Jennifer Senior: Had you already arrived at originalism as a philosophy?
Justice Antonin Scalia: I don’t know when I came to that view. I’ve always had it, as far as I know. Words have meaning. And their meaning doesn’t change. I mean, the notion that the Constitution should simply, by decree of the Court, mean something that it didn’t mean when the people voted for it—frankly, you should ask the other side the question! How did they ever get there?
He can’t be serious, right? “Words have meaning. And their meaning doesn’t change.”

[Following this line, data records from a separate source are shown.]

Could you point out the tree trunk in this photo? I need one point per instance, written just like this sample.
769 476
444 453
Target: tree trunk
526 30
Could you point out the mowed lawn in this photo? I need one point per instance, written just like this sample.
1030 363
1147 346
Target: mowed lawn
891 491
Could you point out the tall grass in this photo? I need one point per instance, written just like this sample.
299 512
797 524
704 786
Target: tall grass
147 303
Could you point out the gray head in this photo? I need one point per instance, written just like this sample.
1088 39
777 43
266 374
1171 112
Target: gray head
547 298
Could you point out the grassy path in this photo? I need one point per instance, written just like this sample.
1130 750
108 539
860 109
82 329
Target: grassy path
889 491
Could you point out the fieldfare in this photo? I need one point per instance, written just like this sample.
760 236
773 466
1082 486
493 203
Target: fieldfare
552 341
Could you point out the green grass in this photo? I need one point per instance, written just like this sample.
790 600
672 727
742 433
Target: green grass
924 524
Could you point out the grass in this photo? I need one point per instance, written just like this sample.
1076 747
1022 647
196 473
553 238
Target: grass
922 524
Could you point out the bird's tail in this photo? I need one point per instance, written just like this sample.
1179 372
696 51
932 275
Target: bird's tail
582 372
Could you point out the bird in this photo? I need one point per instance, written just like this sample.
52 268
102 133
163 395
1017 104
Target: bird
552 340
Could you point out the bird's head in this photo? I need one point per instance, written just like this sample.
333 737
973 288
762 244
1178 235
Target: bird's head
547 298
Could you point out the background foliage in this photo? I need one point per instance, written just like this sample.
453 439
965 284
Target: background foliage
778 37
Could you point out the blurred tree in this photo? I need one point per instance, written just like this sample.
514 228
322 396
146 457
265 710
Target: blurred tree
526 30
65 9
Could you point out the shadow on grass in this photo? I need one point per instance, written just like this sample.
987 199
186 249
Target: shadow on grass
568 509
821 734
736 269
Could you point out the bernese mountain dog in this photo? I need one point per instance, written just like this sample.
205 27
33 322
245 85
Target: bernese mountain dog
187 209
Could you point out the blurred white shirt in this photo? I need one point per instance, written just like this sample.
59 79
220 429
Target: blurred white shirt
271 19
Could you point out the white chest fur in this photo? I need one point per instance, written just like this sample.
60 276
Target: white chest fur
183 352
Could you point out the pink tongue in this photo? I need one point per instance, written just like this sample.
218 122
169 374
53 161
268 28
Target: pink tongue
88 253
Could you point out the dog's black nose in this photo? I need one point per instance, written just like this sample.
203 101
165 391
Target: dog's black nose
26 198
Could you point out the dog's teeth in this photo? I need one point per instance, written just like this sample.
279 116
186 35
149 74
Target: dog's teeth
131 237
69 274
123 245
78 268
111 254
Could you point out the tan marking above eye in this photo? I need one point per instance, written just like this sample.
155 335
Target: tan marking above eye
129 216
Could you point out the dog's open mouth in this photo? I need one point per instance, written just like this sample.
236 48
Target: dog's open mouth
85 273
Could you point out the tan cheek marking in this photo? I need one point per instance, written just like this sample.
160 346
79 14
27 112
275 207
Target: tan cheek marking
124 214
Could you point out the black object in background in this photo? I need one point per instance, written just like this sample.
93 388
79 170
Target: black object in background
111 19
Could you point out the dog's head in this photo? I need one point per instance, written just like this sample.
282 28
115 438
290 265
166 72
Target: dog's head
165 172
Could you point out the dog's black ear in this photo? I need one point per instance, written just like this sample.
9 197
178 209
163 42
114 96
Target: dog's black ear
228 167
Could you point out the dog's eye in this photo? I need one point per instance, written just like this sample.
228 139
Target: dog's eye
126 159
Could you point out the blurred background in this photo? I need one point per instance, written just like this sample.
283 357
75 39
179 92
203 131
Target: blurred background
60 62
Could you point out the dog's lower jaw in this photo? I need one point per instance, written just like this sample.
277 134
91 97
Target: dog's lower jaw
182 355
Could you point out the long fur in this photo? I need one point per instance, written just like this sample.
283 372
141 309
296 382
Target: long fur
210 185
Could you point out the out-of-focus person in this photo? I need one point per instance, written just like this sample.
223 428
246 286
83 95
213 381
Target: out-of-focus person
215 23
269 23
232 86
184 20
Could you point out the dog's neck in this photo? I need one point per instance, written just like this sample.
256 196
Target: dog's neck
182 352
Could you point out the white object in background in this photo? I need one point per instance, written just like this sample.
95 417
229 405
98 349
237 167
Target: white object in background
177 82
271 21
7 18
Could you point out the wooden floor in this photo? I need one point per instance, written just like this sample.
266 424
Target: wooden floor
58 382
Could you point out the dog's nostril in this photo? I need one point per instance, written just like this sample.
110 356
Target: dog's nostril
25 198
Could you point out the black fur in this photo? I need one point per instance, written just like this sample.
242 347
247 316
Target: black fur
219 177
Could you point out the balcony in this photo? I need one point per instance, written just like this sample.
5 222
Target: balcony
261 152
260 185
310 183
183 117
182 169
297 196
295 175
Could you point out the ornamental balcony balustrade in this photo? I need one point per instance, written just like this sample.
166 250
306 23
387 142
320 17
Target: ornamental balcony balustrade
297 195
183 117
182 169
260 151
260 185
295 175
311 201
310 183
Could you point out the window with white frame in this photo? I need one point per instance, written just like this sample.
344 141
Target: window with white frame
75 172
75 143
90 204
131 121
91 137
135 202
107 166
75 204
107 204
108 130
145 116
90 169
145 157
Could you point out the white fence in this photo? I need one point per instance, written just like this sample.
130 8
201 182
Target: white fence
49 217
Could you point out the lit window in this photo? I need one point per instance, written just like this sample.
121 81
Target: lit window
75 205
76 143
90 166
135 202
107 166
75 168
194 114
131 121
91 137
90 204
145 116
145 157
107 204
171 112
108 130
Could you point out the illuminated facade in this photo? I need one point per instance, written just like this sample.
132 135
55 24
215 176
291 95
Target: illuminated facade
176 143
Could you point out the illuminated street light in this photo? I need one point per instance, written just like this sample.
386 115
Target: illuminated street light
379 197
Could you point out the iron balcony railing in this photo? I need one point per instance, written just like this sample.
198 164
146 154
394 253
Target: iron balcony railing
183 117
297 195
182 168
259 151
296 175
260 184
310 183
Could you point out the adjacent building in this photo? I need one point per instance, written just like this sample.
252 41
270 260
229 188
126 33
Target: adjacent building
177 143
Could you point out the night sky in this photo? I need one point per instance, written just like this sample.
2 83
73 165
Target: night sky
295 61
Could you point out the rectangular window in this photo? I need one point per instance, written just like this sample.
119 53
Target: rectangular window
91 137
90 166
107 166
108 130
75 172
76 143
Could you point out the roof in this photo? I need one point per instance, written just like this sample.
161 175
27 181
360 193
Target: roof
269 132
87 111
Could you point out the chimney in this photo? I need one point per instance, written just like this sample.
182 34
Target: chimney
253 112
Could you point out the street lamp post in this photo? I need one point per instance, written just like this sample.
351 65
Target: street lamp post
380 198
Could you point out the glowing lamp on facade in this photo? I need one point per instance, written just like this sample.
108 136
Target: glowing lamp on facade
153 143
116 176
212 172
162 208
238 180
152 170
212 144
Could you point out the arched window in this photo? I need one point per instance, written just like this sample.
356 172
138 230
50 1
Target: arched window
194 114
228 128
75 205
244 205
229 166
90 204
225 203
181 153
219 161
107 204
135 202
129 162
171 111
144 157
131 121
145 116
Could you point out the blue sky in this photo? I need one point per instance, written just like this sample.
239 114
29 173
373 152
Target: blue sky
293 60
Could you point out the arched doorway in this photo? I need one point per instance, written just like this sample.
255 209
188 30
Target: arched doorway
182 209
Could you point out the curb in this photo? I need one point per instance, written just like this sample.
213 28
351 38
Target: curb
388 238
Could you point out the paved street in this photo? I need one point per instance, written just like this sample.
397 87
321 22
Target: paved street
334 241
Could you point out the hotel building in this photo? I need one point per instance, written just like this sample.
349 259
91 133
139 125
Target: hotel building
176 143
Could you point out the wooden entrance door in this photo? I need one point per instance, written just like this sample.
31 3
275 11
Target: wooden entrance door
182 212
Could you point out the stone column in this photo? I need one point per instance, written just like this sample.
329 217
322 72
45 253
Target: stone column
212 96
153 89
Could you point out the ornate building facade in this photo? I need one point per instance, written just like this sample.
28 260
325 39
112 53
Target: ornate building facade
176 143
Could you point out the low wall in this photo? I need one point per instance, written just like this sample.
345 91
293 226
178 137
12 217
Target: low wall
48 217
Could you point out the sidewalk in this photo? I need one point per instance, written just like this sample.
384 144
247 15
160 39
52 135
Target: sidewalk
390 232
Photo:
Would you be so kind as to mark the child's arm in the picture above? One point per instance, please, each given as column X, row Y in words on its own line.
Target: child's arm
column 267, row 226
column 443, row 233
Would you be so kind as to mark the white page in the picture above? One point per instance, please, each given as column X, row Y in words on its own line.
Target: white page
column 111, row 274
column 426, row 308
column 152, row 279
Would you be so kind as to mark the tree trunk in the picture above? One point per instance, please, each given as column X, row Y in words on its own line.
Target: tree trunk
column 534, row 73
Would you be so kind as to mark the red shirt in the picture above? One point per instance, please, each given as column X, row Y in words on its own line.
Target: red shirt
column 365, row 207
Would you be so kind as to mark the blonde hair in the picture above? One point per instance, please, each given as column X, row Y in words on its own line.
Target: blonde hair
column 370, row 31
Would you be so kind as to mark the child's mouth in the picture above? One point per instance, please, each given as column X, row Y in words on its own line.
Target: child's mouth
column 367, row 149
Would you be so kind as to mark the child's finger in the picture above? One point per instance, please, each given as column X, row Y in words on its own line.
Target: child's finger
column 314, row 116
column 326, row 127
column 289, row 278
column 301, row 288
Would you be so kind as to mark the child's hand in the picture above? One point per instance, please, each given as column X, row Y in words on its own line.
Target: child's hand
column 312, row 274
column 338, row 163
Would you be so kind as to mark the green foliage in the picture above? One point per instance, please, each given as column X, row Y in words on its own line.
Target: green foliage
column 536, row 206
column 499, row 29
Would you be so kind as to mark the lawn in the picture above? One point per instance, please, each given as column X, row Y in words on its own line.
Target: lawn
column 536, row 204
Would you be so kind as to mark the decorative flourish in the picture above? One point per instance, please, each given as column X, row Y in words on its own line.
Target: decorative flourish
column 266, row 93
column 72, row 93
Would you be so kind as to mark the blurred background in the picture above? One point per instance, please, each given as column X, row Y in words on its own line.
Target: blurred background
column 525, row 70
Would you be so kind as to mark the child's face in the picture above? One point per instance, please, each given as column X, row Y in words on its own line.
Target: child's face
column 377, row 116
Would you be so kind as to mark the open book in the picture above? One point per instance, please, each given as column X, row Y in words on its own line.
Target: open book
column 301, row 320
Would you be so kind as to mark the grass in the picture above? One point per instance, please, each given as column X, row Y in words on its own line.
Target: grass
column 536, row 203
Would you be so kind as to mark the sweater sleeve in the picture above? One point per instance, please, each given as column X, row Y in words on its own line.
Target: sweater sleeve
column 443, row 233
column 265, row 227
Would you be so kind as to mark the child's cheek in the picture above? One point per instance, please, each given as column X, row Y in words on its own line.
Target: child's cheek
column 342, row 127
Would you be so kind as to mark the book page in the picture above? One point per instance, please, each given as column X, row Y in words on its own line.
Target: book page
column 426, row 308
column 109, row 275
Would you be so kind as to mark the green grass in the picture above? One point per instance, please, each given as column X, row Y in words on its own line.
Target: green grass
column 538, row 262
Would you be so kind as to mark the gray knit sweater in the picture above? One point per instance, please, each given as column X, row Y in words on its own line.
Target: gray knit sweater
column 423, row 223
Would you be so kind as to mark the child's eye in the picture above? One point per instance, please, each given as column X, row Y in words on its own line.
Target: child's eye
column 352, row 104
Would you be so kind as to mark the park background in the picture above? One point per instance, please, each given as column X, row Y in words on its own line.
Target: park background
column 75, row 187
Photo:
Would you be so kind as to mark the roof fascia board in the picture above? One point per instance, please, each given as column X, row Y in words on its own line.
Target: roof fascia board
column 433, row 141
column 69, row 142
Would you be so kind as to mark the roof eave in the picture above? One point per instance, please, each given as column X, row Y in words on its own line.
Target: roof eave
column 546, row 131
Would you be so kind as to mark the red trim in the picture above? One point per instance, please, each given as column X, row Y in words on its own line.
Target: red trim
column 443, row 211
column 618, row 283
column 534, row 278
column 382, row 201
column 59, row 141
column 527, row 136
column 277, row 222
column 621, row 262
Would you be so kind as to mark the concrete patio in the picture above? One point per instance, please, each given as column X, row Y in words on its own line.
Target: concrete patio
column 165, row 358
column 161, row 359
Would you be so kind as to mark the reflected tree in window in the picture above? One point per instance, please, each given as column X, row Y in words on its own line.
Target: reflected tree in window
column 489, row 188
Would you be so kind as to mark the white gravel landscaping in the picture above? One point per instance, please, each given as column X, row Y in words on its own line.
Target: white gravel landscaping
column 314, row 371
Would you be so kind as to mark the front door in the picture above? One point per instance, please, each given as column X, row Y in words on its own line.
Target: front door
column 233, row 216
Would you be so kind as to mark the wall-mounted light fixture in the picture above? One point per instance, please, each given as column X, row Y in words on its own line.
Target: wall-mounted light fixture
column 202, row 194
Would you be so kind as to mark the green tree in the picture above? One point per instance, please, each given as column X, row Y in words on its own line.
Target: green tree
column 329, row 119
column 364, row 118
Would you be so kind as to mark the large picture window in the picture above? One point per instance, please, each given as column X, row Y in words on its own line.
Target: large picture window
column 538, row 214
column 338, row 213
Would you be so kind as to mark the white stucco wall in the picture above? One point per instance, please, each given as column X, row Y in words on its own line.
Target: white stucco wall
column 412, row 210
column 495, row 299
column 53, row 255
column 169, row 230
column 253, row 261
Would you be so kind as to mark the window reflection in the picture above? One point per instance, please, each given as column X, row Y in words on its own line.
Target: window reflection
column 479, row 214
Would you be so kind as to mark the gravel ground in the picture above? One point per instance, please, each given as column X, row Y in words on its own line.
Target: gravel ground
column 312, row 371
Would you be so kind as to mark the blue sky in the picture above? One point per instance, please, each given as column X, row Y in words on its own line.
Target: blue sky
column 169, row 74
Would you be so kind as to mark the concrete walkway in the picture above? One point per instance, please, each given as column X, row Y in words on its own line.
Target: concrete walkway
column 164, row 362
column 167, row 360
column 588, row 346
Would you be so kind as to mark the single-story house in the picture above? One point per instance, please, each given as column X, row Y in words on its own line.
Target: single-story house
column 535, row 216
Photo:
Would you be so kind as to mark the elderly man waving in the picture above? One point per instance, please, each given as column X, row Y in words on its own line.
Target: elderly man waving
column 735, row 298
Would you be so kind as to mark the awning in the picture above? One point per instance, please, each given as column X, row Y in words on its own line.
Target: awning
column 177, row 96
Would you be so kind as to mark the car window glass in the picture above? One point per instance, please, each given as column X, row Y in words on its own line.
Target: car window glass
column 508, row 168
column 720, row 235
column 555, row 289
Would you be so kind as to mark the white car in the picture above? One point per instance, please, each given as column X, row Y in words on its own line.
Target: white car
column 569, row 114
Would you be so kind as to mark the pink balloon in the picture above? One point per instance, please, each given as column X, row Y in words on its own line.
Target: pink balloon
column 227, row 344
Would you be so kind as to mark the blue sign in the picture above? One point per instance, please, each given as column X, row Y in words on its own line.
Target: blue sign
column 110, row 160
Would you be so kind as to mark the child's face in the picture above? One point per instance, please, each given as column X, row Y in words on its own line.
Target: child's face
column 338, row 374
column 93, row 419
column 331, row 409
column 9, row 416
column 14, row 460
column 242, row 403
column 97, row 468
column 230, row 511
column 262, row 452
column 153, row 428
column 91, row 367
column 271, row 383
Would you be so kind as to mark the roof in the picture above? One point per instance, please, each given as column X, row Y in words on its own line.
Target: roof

This passage from an interview with U.S. Supreme Court Justice Scalia leaves me bewildered. Someone making some of the most critical decisions in the world believes that you crank open the top of a word — or, to give him a bit of a break, a phrase — peer in, and thereby discover its meaning. Whether the prybar used is a dictionary, a history book, or judicial thumbs, the point remains: according to Scalia, meaning inheres in words. And — which must be taken as an injunction rather than a fact, the latter being demonstrably false — that meaning does not change over time.
It’s possible, I suppose, that he’s messing with the interviewer. His comments right afterwards about being a contrarian suggest that he’s having fun and letting fly a small reason petard.
I know that I bang on about this sort of approach to the interpretation of legal texts. I suspect that it’s a deficiency in me that I cannot imagine life as a literalist. Back when I had a desk I always promised myself I’d have a sign made for the top of it that said, “Everything Means Something Else.” Call it irony, or ambiguity, or metaphor, or “spirit” (as in that which doesn’t “kill” but “giveth life”), it’s simply a core element of civilization for me, one that connects language to life and makes both possible, or at least, more bearable. I guess that makes me Humpty and Scalia Alice. We’re certainly on opposite sides of the looking glass.